Ainsi, le manquement doit d’abord être constaté par procès-verbal d’un officier de police judiciaire, d’un agent de police judiciaire ou d’un agent de police judiciaire adjoint, puis notifié à l’intéressé avec indication des mesures nécessaires pour le faire cesser et des sanctions encourues.

De plus, la notification doit mentionner la possibilité de présenter des observations, écrites ou orales, dans un délai de dix jours ; à l’expiration de ce délai, à défaut d’exécution des mesures nécessaires, le Maire met l’intéressé en demeure de se conformer à la réglementation dans un nouveau délai de dix jours.

Ce n’est qu’à l’issue de ce second délai, et dans l’hypothèse où les mesures prescrites pour faire cesser le manquement n’auraient pas été exécutées, que le Maire peut prononcer l’amende administrative, dont le montant, « fixé en fonction de la gravité des faits reprochés », bénéficiera à la commune.

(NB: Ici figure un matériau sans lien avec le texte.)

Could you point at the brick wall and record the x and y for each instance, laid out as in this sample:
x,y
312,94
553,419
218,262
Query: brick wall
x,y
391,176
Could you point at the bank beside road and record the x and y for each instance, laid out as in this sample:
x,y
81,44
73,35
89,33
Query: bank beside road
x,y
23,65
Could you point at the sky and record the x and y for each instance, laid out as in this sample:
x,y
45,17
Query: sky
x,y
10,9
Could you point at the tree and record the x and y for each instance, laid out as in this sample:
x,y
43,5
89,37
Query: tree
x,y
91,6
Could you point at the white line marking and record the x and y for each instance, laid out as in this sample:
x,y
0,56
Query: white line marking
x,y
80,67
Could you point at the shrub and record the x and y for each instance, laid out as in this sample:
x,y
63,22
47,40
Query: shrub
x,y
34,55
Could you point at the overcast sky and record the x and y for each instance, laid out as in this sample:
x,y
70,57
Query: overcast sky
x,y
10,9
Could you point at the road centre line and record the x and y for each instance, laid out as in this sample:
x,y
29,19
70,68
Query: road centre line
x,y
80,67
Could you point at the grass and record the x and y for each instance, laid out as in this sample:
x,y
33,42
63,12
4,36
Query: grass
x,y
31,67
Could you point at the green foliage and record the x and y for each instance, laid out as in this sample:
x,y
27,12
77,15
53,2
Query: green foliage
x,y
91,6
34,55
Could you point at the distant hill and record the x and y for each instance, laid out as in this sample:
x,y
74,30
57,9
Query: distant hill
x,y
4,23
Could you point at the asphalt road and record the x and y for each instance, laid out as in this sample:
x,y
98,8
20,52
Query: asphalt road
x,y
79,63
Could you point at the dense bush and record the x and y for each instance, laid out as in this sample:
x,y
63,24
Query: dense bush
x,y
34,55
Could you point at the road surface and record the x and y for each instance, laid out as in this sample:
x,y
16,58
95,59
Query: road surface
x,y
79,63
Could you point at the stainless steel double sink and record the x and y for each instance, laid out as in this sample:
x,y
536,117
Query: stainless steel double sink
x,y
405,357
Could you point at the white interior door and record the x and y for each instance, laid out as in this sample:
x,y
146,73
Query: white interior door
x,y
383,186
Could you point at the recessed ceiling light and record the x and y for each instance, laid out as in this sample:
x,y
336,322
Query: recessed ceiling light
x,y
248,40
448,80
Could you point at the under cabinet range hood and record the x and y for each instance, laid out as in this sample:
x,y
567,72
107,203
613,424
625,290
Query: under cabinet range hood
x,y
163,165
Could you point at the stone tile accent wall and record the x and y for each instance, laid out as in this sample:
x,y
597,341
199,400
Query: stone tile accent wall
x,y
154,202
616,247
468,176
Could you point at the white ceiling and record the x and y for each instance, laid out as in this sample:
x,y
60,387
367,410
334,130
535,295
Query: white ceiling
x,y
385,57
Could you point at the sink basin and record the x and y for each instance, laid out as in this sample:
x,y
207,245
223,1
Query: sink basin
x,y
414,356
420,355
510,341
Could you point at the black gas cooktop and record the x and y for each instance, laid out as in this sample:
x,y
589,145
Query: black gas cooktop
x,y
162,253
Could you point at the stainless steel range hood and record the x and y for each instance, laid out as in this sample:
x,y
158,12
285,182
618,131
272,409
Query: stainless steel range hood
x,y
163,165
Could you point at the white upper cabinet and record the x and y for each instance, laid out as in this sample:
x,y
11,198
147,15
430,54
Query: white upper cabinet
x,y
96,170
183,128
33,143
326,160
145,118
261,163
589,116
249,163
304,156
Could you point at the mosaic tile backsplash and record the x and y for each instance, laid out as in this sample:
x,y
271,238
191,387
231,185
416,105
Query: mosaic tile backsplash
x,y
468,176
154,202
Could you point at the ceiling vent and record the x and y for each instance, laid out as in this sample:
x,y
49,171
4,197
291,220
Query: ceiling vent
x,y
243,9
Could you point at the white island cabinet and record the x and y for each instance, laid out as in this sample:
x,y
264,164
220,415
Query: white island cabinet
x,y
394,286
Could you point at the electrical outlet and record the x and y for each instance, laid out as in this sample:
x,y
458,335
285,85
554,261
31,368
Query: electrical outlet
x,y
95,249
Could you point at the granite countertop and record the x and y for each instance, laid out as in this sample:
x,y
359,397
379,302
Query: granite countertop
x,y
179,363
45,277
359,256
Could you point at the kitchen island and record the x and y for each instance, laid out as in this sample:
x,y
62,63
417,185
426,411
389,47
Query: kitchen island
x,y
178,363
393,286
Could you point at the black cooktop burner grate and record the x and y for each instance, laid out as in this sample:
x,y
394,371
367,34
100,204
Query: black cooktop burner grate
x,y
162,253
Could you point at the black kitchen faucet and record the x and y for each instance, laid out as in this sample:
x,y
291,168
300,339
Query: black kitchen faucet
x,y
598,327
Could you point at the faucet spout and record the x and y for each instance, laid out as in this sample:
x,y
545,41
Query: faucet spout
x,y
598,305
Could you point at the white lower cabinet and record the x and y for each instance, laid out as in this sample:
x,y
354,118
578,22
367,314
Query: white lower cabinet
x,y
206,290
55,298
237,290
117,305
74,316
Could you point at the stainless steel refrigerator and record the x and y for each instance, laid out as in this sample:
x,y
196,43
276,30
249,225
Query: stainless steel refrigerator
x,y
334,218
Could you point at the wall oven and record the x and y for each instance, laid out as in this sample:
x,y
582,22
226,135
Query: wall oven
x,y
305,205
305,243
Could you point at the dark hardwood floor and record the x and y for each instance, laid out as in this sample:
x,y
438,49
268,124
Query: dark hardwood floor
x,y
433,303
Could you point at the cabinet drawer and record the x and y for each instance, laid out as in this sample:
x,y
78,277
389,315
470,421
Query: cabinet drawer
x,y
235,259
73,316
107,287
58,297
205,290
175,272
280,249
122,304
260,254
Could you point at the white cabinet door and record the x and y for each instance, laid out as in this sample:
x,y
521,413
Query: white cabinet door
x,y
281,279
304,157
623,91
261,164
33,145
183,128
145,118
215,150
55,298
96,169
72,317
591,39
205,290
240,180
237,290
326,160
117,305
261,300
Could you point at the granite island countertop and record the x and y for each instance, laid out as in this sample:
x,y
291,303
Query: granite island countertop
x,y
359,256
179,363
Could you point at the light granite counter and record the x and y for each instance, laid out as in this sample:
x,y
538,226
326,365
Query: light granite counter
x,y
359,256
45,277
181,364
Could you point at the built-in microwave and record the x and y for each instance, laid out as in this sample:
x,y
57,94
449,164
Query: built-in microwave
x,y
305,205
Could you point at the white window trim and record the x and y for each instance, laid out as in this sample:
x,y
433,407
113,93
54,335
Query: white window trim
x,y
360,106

Cette décision, doit, bien sûr, être motivée et indiquer les voies et délais de recours ; elle mentionne également les modalités et le délai de paiement de l’amende. Elle est notifiée par écrit à l’intéressé, transmise au contrôle de légalité, et est susceptible de faire l’objet d’un recours de pleine juridiction devant la juridiction administrative.

L’évolution des pouvoirs de police du Maire pour renforcer l’efficacité de son action

Rappelons que, avant ces dispositions, le Maire, constatant de tels manquements, ne pouvaient que les signaler au Procureur de la République, lequel engageait alors ou non des poursuites pénales. L’évolution des pouvoirs de police du Maire est donc conséquente, et devrait tendre au renforcement de l’efficacité de son action tout en restant, selon le Conseil d’État, dans un cadre conventionnel et constitutionnel.

Le Conseil d’État avait en effet été saisi, le 26 juillet 2019, d’une lettre rectificative au projet de loi, et avait rendu son avis au gouvernement (avis n° 398312) lors de sa séance du 5 septembre 2019.

Concernant les dispositions du projet de loi relatives à la création d’un nouvel article dans le CGCT donnant pouvoir au maire d’infliger une amende administrative à raison des manquements précités, la Haute Juridiction estimait alors que ce pouvoir d’édiction d’une sanction à caractère punitif constituait une innovation importante, et s’analysait comme une mesure nécessaire à l’accomplissement de la mission de police administrative générale des maires.

De plus, le Conseil d’État considérait que ce pouvoir de sanction, dès lors qu’il était circonscrit à des situations précisément délimitées et objectivement constatables, n’apparaissait pas se heurter à un obstacle constitutionnel ou conventionnel, notamment la liberté d’aller et venir sur la voie publique.

Enfin, la Haute juridiction avait également constaté le respect du principe de légalité des délits et des peines ainsi que des droits de la défense, et avait souscrit au dispositif de mise en œuvre prévoyant, notamment, que la sanction soit transmise au représentant de l’Etat au titre du contrôle de légalité et possiblement soumise au contrôle du juge administratif ; de même, la hauteur maximale de la sanction (500 euros) avait été jugée non-disproportionnée tout en revêtant un caractère dissuasif.

Les décisions du Maire prononçant l’amende donneront lieu, à n’en pas douter, à des contentieux ; il conviendra de suivre et analyser, avec attention et intérêt, les premières décisions juridictionnelles à intervenir.